The Bureau of Meteorology (The Bureau): National Climate Centre (NCC) daily climate grids (rainfall, temperature and solar radiation); Australian Hydrological Geospatial Fabric (AHGF) waterbody feature class, Australian Water Resources Information System (AWRIS) water storage.
The potential evaporation estimate produced by the Australian Water Resources Assessment system Landscape model (AWRA-L) version 2.0.0 (Van Dijk 2010) was used to calculate evaporation from the surface water store. The AWRA-L model uses a modified version of the Penman-Monteith method to produce the potential evaporation. Daily AWRA-L potential evaporation grids were produced based on daily gridded climate data that were available on a 0.05 degree (approximately 5 km) national grid.
Potential evaporation was an estimate of the evaporative demand of the environment. The daily gridded climate datasets used to produce this estimate were generated by the Bureau and include downward solar irradiance, and maximum and minimum air temperature. The methods used to generate these gridded datasets are outlined in Jones et al. (2007).
The evaporation from each waterbody was estimated from the proportionally weighted average of grid-cells that intersected each water feature. The volume was then estimated using the surface area of each waterbody. The surface area varied dynamically with changing storage level for storages where the relationship between storage level and surface area had been derived. The average monthly surface area of the major storages was calculated from daily storage levels and capacity tables. In the Canberra region, the surface area of the four storages was calculated dynamically and the surface area of the three urban lakes was a static value produced from the AHGF.

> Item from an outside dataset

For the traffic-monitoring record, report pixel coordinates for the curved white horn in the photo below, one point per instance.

Assumptions, limitations, caveats and approximations
- The AWRA-L potential evaporation estimates are subject to approximations associated with interpolating the observation point input data to a national grid as described in Jones et al. (2007).

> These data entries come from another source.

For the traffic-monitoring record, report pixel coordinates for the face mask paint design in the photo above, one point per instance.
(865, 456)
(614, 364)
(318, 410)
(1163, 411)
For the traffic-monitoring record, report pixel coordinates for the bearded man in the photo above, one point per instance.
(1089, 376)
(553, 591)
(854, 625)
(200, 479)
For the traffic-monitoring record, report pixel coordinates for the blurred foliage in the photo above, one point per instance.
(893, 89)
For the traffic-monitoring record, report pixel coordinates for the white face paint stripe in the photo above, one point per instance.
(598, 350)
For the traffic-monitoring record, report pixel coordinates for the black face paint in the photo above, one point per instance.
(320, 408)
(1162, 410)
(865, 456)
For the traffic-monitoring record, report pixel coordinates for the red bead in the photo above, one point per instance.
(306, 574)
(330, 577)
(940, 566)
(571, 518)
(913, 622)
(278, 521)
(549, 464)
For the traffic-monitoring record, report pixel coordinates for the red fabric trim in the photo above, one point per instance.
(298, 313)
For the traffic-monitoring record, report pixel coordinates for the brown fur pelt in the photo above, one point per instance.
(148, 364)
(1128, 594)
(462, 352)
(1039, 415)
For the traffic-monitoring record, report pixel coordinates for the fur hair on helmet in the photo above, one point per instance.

- The dynamic storage surface areas calculated from the levels and storage rating tables represent a monthly average and therefore will not capture changes that occur on a shorter timescale.

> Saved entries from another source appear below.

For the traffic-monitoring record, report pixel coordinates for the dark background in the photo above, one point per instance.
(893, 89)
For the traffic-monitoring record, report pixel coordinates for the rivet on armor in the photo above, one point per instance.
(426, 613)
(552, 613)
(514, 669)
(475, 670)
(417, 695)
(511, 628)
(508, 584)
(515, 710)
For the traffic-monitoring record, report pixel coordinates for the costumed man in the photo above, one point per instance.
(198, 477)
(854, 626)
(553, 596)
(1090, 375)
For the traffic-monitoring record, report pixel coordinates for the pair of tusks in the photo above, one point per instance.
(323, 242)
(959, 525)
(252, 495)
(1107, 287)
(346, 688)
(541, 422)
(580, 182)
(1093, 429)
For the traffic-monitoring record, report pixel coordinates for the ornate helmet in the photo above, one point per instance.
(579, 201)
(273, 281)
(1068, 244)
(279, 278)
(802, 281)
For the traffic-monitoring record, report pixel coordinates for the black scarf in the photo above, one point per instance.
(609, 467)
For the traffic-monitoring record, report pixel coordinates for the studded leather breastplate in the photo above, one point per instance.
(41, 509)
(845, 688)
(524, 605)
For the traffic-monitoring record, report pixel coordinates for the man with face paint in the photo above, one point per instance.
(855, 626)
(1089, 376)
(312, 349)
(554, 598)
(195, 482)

- The total surface area of the surface water store within the Canberra region included only the reservoirs and urban lakes (not the river channels).
- The use of the static default AHGF surface area is an approximation only. It represents the lakes at capacity and therefore likely results in an overestimation of precipitation on the lakes.
The uncertainty estimate was not quantified.
In the 2011 Account, the Bureau used the Priestly and Taylor method to estimate potential evaporation. In 2012, the Bureau applied AWRA-L version 2.0.0 (Van Dijk 2010) which uses a modified version of the Penman-Monteith method to produce the potential evaporation. The Bureau recalculated the 2011 volume with the new method. Consequently, the volume has been restated from 21,689 ML (as published in the 2011 Account) to 18,982 ML.